With the US economy in doldrums, regulators have shuttered five more banks in Florida, Michigan and Georgia, bringing to 39 the total number of bank failures in 2011.
US authorities on Friday shut down two Georgia banks, two Florida banks and one Michigan bank, as piles of bad debt and soaring loans continue to nibble away at Americans’ sense of an early economic recovery from recession, Reuters reported Saturday.
In the latest bank foreclosures in the US state of Georgia, the Federal Deposit Insurance Corp. took over First Choice Community Bank of Dallas with $308.5 million in assets and Park Avenue Bank, based in Valdosta with $953.3 million in assets.

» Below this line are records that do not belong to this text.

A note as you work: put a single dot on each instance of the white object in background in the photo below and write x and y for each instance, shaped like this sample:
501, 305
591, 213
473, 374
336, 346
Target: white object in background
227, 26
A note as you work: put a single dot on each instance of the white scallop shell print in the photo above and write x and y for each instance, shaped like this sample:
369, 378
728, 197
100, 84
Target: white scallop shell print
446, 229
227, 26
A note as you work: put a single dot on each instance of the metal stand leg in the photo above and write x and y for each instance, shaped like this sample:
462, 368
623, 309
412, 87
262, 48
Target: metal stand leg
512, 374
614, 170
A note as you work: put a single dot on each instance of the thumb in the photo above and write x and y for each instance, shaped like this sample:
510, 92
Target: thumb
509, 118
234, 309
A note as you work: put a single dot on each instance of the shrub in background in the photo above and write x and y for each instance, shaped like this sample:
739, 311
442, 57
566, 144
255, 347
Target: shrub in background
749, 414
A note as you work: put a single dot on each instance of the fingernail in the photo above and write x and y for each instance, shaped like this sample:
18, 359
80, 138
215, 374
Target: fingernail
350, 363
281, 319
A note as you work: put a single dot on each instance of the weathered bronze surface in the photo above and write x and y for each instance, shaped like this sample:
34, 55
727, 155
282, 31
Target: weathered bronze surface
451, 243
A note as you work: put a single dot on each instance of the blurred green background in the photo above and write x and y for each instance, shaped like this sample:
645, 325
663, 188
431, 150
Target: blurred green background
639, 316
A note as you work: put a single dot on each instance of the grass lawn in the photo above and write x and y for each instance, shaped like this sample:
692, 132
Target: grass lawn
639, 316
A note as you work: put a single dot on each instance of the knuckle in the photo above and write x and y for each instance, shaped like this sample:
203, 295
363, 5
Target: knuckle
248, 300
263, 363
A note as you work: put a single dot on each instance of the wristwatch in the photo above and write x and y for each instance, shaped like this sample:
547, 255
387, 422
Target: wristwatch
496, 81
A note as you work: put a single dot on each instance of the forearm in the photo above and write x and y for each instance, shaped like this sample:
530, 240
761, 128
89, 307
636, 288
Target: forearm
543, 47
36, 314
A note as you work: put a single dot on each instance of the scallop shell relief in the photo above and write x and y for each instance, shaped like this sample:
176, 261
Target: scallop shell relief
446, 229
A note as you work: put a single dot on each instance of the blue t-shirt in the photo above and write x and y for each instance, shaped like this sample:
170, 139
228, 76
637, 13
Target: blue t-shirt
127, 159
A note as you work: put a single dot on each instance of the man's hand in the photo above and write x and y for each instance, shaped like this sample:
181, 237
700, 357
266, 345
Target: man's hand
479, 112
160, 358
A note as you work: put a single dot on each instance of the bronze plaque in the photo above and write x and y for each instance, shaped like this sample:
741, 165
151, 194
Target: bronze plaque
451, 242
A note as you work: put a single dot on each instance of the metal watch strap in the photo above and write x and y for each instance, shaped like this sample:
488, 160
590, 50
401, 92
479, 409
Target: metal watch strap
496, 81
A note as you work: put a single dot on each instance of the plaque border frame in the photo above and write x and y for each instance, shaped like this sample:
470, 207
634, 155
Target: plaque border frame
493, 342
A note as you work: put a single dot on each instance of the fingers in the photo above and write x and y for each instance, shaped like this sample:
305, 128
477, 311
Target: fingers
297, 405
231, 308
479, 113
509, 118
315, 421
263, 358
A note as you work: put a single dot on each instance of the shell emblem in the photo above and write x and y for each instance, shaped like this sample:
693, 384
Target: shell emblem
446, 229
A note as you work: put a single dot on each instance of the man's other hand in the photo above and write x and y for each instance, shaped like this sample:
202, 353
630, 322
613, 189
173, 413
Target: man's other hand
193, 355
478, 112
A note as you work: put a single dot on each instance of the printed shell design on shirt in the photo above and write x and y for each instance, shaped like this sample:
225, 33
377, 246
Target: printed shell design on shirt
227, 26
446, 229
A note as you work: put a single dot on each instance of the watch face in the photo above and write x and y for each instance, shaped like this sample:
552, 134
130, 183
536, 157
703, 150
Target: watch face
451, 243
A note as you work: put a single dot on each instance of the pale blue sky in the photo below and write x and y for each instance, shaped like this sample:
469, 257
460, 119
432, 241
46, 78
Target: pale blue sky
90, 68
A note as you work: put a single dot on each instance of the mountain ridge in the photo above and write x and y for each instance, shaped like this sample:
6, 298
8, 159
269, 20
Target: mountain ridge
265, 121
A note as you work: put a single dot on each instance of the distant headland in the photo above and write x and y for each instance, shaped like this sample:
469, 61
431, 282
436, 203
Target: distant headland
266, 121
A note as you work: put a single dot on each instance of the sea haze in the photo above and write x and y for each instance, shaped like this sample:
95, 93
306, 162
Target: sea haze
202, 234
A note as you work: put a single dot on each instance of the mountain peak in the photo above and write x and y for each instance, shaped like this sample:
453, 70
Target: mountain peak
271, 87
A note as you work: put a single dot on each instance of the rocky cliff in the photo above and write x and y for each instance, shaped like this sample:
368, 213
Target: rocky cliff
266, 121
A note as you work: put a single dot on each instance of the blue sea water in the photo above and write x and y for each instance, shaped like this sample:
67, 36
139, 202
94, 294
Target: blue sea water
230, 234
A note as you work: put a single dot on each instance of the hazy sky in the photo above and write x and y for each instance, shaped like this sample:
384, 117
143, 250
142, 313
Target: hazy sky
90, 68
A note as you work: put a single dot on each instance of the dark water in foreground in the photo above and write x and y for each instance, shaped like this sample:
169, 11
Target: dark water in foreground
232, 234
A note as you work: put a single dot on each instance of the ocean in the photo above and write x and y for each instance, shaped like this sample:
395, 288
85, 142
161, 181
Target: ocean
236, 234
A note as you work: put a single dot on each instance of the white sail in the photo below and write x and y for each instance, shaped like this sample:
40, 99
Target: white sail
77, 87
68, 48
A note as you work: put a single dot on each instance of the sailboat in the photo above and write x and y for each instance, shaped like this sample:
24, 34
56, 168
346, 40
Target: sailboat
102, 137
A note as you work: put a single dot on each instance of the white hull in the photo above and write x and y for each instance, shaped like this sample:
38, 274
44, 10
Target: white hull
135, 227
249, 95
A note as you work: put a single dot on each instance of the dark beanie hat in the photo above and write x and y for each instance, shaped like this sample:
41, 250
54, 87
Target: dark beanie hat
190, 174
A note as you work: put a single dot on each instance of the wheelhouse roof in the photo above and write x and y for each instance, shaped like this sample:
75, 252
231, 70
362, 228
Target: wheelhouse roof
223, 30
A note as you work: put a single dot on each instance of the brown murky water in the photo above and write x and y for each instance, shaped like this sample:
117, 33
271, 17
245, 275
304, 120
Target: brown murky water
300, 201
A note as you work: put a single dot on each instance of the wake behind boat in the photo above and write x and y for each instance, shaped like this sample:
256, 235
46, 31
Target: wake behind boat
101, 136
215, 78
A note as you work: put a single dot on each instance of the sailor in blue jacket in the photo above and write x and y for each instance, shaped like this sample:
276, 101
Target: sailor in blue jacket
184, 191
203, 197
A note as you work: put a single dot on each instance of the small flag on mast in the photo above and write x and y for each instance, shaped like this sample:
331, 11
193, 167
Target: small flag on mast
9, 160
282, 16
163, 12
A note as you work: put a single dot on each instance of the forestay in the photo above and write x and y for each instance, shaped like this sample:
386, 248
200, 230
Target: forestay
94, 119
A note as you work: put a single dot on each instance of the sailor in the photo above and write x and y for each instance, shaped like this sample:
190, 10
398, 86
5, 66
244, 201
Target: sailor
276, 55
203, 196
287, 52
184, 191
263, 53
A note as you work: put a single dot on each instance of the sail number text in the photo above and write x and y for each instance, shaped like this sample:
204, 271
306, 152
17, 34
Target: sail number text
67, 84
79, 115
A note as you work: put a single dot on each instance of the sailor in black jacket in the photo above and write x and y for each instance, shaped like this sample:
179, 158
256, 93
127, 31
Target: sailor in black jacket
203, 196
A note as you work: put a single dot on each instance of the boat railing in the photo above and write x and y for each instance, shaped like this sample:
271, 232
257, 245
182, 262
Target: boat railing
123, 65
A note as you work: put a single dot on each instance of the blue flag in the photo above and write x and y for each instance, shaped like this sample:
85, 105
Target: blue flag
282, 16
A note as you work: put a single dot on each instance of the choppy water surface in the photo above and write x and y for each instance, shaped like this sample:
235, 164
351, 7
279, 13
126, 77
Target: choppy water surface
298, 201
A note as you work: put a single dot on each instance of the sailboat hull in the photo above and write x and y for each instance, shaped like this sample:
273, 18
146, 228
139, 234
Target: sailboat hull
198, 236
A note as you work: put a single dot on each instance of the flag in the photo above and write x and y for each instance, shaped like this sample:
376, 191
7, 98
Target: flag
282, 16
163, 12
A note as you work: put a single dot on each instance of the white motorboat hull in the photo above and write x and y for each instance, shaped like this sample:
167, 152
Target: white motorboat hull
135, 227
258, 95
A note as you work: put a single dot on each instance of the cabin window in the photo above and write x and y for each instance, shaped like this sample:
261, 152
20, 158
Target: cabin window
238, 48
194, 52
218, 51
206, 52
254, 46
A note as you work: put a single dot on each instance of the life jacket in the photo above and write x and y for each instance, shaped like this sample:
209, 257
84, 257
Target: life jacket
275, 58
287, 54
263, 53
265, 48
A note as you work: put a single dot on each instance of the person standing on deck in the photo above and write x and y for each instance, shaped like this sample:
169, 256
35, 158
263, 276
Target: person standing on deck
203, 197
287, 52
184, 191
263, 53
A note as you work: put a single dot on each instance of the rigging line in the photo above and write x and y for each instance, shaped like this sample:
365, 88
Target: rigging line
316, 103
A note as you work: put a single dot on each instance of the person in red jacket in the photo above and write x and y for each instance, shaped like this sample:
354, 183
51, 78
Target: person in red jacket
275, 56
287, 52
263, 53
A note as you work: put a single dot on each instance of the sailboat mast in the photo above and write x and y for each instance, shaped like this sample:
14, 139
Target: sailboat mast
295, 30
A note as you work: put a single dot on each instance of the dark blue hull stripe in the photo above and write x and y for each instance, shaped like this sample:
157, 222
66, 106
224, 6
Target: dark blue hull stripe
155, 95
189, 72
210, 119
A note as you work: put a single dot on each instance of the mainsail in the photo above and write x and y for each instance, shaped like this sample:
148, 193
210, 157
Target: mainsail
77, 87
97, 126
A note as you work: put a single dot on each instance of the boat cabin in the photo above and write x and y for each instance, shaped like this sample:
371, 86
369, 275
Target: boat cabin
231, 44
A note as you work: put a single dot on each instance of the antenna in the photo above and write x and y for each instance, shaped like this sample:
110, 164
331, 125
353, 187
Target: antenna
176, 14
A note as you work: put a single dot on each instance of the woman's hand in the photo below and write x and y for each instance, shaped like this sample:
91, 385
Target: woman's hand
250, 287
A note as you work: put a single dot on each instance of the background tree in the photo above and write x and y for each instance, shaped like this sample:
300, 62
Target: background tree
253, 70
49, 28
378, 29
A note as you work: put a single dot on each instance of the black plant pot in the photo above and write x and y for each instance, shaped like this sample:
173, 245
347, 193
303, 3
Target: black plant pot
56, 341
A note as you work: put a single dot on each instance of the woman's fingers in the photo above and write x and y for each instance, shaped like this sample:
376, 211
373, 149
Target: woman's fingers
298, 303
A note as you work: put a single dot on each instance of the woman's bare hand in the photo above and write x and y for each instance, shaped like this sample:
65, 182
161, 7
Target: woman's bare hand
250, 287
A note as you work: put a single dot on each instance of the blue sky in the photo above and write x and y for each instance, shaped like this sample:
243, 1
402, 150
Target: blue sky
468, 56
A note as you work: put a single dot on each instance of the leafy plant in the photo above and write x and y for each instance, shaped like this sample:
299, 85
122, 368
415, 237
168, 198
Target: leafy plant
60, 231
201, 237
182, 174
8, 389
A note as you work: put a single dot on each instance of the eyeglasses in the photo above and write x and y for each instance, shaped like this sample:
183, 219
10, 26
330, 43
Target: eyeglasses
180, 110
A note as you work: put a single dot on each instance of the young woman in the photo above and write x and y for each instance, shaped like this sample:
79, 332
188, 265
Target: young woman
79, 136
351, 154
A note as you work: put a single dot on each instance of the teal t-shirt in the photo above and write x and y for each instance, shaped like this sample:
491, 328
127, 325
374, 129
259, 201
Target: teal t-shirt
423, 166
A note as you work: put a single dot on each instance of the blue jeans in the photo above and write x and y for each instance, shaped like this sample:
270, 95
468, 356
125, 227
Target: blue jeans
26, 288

The agency also decided to announce the closure of Community Central Bank in Mount Clemens, Michigan, with $476.3 million in assets.
In Florida, Cortez Community Bank of Brooksville, which had total assets of $70.9 million and total deposits of $61.4 million and First National Bank of Central Florida, based in Winter Park with $352 million in assets were shuttered by US banking regulators.
The failure of First National Bank of Central Florida is expected to cost the deposit insurance fund $42.9 million, while the closure of Cortez Community Bank is expected to cost $18.6 million.
Furthermore, the failures of First Choice Community Bank, Park Avenue Bank and Community Central Bank have been estimated to cost the deposit insurance fund some $92.4 million, $306.1 million and $183.2 million respectively.
In 2010, 157 banks with total assets of $92 billion caved in compared to 140 banks failing in 2009 with total assets of $169.7 billion.
Florida and Georgia have been the hardest-hit states for bank failures. Twenty nine banks were closed down in Florida last year and 16 in Georgia.